In early 2023, Food Cycle Science had a breakthrough, signing Nelson, B.C., as their first large-scale municipal customer. Nelson city staff told the CBC that participants processed more than 30,000 litres of organic waste during a three-month period and estimated the appliance’s use could save 280 kilograms of carbon dioxide a year.

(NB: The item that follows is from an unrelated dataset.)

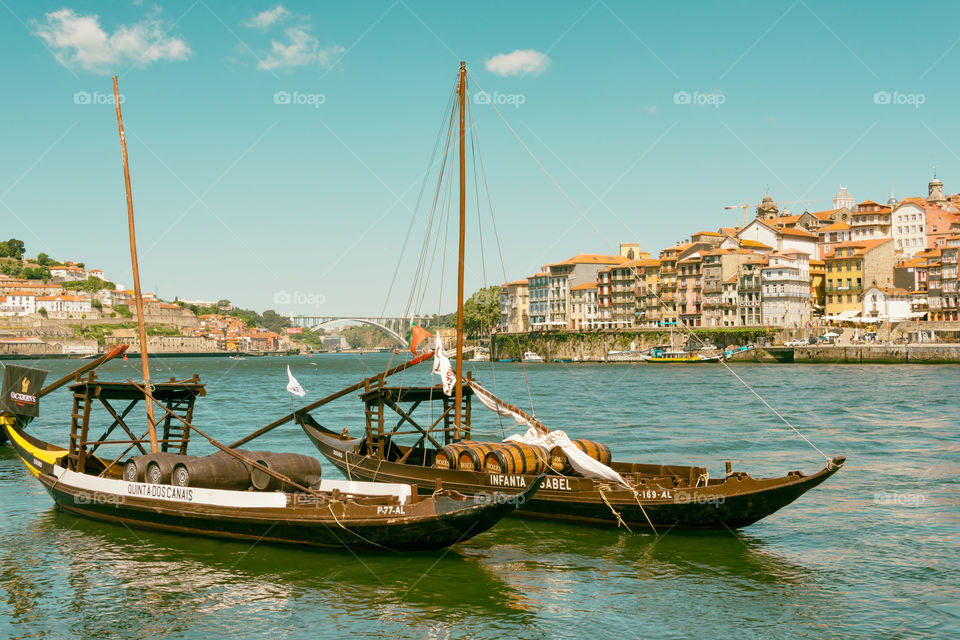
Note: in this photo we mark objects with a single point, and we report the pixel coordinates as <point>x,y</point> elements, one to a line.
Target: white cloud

Word spread. Food Cycle Science now has more than 135 municipalities using the FoodCycler ECO 5, which retails for $799. The company – which employs 52 people, including 20 engineers – also has a smaller product, the ECO 3, coming out this year.

“As a company we are looking to be a thought leader in this space,“ Crepeau said.

“Food waste is a global issue. Backyard composters and worm bins are great. The city-run green bin recycling programs are helpful, too. But the reality is way too much food waste is still making it into landfills,” said Crepeau, who adds that 60 per cent of Canadian food waste is avoidable.

“We try to differentiate by being more convenient. However, we can make all the FoodCyclers we want but without behavioural change in society, we won’t be able to solve the global food waste problem.”

How I surprised myself in 2023: “Fostering a culture where quitting doesn’t exist. I’m most surprised this year by the power of resiliency. It is contagious.”

What keeps me level-headed:  “My friends and family. Hard times and failure are inevitable when trying to scale a business, so having a support system that helps you when you’re down, but also celebrates the wins is critical.”

How I recover from failure: “Spending time with our new son, Beckham, helps keep ‘failure’ in perspective. It helps you realize what is actually important at the end of the day. He’s also the motivation to get back up and try again.”